Conditional Probabilities¶
- Bayes rule: $P(A \mid B) = P(B \mid A) P(A) / P(B)$
- Law of total expectation (tower property): $\mathbb{E}[X] = \mathbb{E}_Y[\mathbb{E}[X \mid Y]]$
- Law of total probability: $P(A) = \sum_y P(A \mid Y=y) \cdot P(Y=y)$
Combinatorics¶
| Order matters? | Replacement? | Count |
|---|---|---|
| Yes | No | $n!/(n-k)!$ (permutations) |
| No | No | $\binom{n}{k}$ (combinations) |
| Yes | Yes | $n^k$ |
| No | Yes | $\binom{n+k-1}{k}$ (stars and bars) |
- Multinomial: arranging $n$ objects with $n_1$ of type 1, ..., $n_m$ of type $m$: $n! / (n_1! \cdots n_m!)$
- Inclusion-exclusion: $|A \cup B \cup C| = |A| + |B| + |C| - |A \cap B| - |A \cap C| - |B \cap C| + |A \cap B \cap C|$
- Path counting: paths from $(0,0)$ to $(m,n)$ on a grid = $\binom{m+n}{m}$
Markov Chains¶
- Sequence of RVs satisfying the Markov property: future depends only on present
- Described by transition matrix $P$ where $P_{ij} = P(X_{t+1} = j \mid X_t = i)$
- Stationary distribution $\pi$ satisfies $\pi = \pi P$; expected return time to state $i$ is $1/\pi_i$
- First-step analysis for expected absorption time:
$$h_i = 1 + \sum_j P_{ij} h_j$$
Symmetry shortcut
On graphs where every node looks the same (cycles, complete graphs), expected hitting time between adjacent vertices is always $n-1$.
Maximum Likelihood Estimation¶
Given data $x_1, \ldots, x_n$ from distribution with unknown $\theta$:
$$\hat{\theta}{\text{MLE}} = \arg\max\theta \sum_{i=1}^n \log p(x_i; \theta)$$
| Distribution | MLE |
|---|---|
| $\operatorname{Bernoulli}(p)$ | $\hat{p} = k/n$ (sample frequency) |
| $\operatorname{Exp}(\lambda)$ | $\hat{\lambda} = n / \sum x_i$ (reciprocal of sample mean) |
| $\operatorname{Uniform}(0, \theta)$ | $\hat{\theta} = \max x_i$ |
Connection to ML training
Models trained to minimize cross-entropy loss $= -\frac{1}{N}\sum_i \log p(x_i)$ is the same as maximizing log-likelihood.

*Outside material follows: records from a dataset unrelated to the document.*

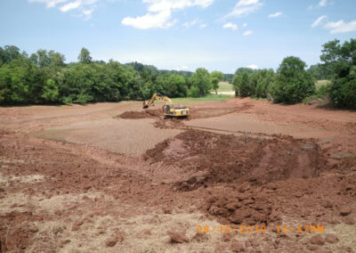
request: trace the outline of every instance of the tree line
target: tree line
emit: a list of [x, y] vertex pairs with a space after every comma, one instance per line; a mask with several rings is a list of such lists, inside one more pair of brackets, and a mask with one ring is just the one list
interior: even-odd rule
[[[306, 64], [298, 57], [286, 57], [277, 71], [239, 68], [232, 84], [240, 97], [268, 98], [275, 102], [296, 103], [310, 96], [323, 95], [340, 108], [356, 109], [356, 39], [323, 45], [322, 63]], [[316, 89], [315, 80], [330, 85]]]
[[[85, 103], [148, 99], [153, 93], [170, 97], [200, 97], [217, 91], [219, 82], [233, 84], [237, 96], [295, 103], [326, 95], [333, 105], [356, 109], [356, 39], [323, 45], [322, 63], [306, 64], [285, 58], [273, 69], [239, 68], [235, 74], [159, 70], [138, 62], [93, 61], [82, 48], [77, 62], [65, 63], [63, 54], [38, 50], [28, 55], [14, 45], [0, 47], [0, 104]], [[316, 89], [316, 79], [330, 85]]]
[[14, 45], [0, 47], [0, 104], [85, 103], [142, 100], [153, 93], [170, 97], [204, 96], [217, 89], [224, 75], [158, 70], [138, 62], [93, 61], [82, 48], [77, 62], [63, 54], [38, 50], [28, 55]]

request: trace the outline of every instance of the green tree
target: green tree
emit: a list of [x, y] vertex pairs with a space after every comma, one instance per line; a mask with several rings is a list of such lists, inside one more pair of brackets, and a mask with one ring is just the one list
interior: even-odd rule
[[90, 56], [90, 52], [85, 47], [83, 47], [80, 50], [80, 53], [78, 55], [78, 61], [79, 62], [85, 64], [92, 63], [92, 56]]
[[[190, 78], [190, 83], [199, 90], [199, 96], [205, 96], [211, 89], [211, 79], [209, 72], [204, 69], [198, 69]], [[194, 88], [196, 92], [197, 89]]]
[[336, 107], [356, 109], [356, 39], [323, 45], [320, 60], [331, 78], [329, 96]]
[[314, 79], [305, 70], [306, 64], [298, 57], [283, 60], [277, 70], [277, 79], [271, 89], [276, 102], [295, 103], [315, 91]]
[[251, 95], [250, 75], [248, 72], [239, 72], [235, 75], [232, 85], [236, 96], [247, 97]]
[[60, 91], [57, 84], [54, 82], [53, 79], [49, 78], [44, 86], [42, 97], [47, 102], [59, 102], [59, 95]]
[[213, 71], [210, 73], [210, 78], [213, 89], [215, 91], [215, 94], [217, 94], [217, 89], [219, 88], [219, 82], [223, 79], [224, 75], [220, 71]]

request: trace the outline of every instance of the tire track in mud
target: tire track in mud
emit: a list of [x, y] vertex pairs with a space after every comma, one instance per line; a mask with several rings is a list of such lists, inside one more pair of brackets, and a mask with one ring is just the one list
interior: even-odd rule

Models are trained to make observed data as probable as possible.
Bias & Variance¶
- Bias: $\operatorname{bias}[\hat\theta] = \mathbb{E}[\hat\theta] - \theta$
- Variance: $\operatorname{Var}(\hat\theta) = \mathbb{E}[(\hat\theta - \mathbb{E}[\hat\theta])^2]$
- MSE decomposition: $\operatorname{MSE}(\hat\theta) = \operatorname{Bias}(\hat\theta)^2 + \operatorname{Var}(\hat\theta)$
Classic Puzzles¶
Birthday Problem¶
How many people $n$ until $P(\text{collision}) > 50\%$? Answer: $n \approx 23$ for 365 days.

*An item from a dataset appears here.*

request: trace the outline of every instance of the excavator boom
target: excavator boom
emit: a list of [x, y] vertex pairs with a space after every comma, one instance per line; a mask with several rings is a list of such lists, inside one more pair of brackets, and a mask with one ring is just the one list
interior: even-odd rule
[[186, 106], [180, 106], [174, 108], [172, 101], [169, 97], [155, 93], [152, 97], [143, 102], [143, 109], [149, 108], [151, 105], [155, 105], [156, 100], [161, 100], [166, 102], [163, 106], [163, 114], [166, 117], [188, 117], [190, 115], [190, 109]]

$$P(\text{all unique}) = \frac{d!}{(d-n)! \cdot d^n}$$
Gambler's Ruin¶
Start with \$a, win/lose \$1 with probability $p$/$1-p$. Stop at \$N or \$0. For fair game ($p = 1/2$): $P(\text{reach } N) = a/N$. Expected absorption time: $h_i = i(N-i)$.
Coupon Collector¶
$n$ coupon types, draw uniformly at random. Expected time to collect all:
$$\mathbb{E}[X] = n \cdot H_n = n \sum_{j=1}^n \frac{1}{j} \approx n \ln n$$
Secretary Problem¶
Reject first $k$ candidates, then hire the next one better than all previous. Optimal threshold: $k = n/e$, giving success probability $\approx 1/e \approx 37\%$.
Reservoir Sampling¶
Stream $x_1, x_2, \ldots$ of unknown length. Keep $s = x_1$; for each new $x_n$, replace $s$ with $x_n$ with probability $1/n$. After $n$ items, each $x_k$ is stored with probability $1/n$.
Handy Equations¶
- Harmonic number: $H_n = \sum_{k=1}^n 1/k \approx \log n$
- $e = \lim_{n\to\infty}(1 + 1/n)^n$, $e^x = \lim_{n\to\infty}(1 + x/n)^n$
- Taylor series of $e^x$: $\sum_{n=0}^\infty x^n / n!$
- Common derivatives: $(x^n)' = nx^{n-1}$, $(e^x)' = e^x$, $(\log x)' = 1/x$, $(\sin x)' = \cos x$